Victoria Cleland, the is the Director for Banknotes and the Chief Cashier for the Bank of England. She has been working in this role since 2014, and is only the second woman to hold this position. The figures have shown that although more than half of the adults in the UK use an ATM at least once a week , the number of transactions that take place with coins and notes are falling. Despite this a number of banks are still looking to include cash in their plans for the future.
Cash holds importance for being a store of value which is is also important going forward. The Head of Customer Experience at Barclays, Raheel Ahmed has also expressed the same opinion as Victoria Cleland. Even though online, instant and digital payments and banking have started to change the way transactions and banking services take place, cash is still a vital aspect of many people’s day to day lives.

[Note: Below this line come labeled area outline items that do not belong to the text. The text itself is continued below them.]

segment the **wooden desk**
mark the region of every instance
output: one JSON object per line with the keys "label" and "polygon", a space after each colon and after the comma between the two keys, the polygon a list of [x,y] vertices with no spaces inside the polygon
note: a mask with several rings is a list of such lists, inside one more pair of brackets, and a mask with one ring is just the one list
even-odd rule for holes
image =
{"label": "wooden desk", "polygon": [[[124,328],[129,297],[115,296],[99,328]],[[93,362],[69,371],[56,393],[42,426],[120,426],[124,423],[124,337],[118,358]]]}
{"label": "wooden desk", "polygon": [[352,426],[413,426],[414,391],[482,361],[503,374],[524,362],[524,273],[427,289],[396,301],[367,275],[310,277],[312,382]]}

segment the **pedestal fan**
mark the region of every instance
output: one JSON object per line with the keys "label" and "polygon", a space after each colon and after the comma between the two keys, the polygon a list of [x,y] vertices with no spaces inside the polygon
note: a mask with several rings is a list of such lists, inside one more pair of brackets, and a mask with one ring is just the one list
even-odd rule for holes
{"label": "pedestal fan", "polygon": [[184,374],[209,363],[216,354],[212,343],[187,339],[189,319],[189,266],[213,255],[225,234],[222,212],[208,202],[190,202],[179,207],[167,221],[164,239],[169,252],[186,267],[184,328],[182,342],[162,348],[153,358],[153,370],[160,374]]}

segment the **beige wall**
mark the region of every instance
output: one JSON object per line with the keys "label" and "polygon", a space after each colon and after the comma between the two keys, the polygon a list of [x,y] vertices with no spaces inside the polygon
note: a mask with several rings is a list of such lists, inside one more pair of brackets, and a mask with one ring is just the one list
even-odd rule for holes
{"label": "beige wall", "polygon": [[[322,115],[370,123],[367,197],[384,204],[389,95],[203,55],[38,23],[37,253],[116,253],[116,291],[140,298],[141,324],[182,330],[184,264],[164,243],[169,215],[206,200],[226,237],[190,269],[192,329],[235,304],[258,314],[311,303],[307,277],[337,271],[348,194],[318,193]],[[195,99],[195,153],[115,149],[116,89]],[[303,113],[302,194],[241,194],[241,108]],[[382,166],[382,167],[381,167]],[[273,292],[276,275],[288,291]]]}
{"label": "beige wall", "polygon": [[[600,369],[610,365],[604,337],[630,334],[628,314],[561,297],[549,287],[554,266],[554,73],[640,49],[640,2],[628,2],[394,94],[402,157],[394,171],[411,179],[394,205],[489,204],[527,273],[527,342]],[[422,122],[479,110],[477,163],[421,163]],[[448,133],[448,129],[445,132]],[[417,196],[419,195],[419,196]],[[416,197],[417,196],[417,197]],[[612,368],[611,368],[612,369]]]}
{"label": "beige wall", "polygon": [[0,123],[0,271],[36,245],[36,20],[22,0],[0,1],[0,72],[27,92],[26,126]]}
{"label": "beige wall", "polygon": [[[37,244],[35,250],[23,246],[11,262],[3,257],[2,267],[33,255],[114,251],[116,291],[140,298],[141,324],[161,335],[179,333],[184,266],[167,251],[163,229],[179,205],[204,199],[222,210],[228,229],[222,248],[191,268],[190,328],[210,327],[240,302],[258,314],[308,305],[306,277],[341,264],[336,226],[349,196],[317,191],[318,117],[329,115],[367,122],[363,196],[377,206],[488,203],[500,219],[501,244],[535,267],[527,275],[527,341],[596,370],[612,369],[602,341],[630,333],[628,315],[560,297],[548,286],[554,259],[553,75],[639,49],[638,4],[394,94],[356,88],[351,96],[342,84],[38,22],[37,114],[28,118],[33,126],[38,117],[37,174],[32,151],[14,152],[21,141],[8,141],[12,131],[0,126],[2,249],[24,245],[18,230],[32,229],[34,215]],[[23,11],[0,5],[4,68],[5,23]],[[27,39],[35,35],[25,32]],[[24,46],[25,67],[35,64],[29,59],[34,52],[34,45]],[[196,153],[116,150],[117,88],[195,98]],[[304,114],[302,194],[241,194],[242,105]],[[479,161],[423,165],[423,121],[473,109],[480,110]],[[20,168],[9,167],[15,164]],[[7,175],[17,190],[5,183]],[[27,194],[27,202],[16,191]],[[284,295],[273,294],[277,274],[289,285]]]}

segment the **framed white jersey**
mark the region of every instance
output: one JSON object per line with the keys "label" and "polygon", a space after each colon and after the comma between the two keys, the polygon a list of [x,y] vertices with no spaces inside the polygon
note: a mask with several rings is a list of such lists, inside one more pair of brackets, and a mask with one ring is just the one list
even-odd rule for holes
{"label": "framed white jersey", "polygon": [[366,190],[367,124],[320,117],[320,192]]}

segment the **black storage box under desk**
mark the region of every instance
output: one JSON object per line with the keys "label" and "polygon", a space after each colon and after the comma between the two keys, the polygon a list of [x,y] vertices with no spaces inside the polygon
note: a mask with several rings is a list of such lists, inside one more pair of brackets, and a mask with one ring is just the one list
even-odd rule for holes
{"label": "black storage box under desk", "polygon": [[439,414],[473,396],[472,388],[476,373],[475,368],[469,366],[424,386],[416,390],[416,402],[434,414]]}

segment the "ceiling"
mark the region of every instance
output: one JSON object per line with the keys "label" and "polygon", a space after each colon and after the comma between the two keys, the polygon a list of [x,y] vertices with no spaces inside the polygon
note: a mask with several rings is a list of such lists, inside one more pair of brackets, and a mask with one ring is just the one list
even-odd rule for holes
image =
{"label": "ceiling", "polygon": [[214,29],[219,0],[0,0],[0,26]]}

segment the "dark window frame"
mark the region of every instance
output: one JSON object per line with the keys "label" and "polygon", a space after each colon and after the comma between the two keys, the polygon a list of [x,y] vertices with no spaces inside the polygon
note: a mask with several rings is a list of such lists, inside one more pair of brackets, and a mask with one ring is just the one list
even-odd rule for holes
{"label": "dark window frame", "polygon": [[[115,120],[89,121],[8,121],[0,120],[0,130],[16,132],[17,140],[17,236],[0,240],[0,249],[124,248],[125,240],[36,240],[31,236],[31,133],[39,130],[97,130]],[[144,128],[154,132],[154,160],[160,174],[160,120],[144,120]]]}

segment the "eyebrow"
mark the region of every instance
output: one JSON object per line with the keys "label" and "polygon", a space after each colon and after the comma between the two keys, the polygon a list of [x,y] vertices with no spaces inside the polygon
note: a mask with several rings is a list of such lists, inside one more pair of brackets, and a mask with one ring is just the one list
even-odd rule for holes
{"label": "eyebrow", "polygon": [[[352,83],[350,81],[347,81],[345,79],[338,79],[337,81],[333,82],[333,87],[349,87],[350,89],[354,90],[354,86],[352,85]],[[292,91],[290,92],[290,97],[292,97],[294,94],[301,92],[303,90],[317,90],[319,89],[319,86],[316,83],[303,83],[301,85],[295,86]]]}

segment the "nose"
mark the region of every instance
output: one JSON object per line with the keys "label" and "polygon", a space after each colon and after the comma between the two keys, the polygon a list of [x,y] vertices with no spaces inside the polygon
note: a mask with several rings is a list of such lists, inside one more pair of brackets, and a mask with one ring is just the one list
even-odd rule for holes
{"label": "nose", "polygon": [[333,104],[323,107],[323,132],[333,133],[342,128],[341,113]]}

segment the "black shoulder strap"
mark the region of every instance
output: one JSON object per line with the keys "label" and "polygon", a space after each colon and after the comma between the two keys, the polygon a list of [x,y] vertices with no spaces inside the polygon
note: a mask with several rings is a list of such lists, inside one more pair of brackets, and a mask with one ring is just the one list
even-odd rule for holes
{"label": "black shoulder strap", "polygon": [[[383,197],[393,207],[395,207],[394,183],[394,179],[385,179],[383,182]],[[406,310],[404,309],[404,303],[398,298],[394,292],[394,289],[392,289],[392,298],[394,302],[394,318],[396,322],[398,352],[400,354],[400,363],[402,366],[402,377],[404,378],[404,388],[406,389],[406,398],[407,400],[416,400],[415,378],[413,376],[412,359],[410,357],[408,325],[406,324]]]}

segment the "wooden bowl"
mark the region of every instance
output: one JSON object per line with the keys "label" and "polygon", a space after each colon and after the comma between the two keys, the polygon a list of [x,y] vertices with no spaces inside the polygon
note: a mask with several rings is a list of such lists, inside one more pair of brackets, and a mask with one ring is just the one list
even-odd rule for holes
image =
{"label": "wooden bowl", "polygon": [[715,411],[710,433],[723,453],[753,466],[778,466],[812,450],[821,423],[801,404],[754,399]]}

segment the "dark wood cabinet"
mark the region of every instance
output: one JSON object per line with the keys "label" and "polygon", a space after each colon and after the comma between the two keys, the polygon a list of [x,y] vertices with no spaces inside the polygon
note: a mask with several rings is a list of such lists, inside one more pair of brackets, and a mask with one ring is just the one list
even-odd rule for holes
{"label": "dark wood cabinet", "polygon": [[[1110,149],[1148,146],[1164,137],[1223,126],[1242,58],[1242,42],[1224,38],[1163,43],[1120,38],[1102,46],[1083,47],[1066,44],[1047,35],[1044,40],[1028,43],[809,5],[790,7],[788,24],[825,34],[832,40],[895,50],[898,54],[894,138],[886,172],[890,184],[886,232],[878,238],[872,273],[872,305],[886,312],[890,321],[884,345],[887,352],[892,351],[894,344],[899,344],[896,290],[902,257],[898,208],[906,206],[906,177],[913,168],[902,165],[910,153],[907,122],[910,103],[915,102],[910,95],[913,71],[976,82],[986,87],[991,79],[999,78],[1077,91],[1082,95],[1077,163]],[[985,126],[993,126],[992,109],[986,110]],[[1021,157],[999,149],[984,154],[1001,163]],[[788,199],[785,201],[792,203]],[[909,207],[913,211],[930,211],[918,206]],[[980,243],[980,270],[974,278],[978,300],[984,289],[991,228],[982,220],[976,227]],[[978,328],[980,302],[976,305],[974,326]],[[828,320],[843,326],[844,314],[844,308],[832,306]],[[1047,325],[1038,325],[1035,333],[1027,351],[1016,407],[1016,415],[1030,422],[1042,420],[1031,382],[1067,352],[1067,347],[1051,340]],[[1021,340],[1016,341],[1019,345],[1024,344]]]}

The first ATM was inspired by a vending machine, with the Scottish inventor John Shepherd-Barron wanting to create a machine that would allow him to gain access to his own money from everywhere. He the progressed to thinking about a machine that gives out chocolate, but the candy being replaced with money. Barclays bought into the idea and the ATM idea was conceived.
It wasn’t plain sailing to begin with, one of the first machines to be installed in Zurich experienced a strange malfunction, later found to be the interference from two intersecting tramlines that were close to the location of the cash machine. It is thought that today there are more than 70,000 cash machines across the UK, accessible by 176 million cards.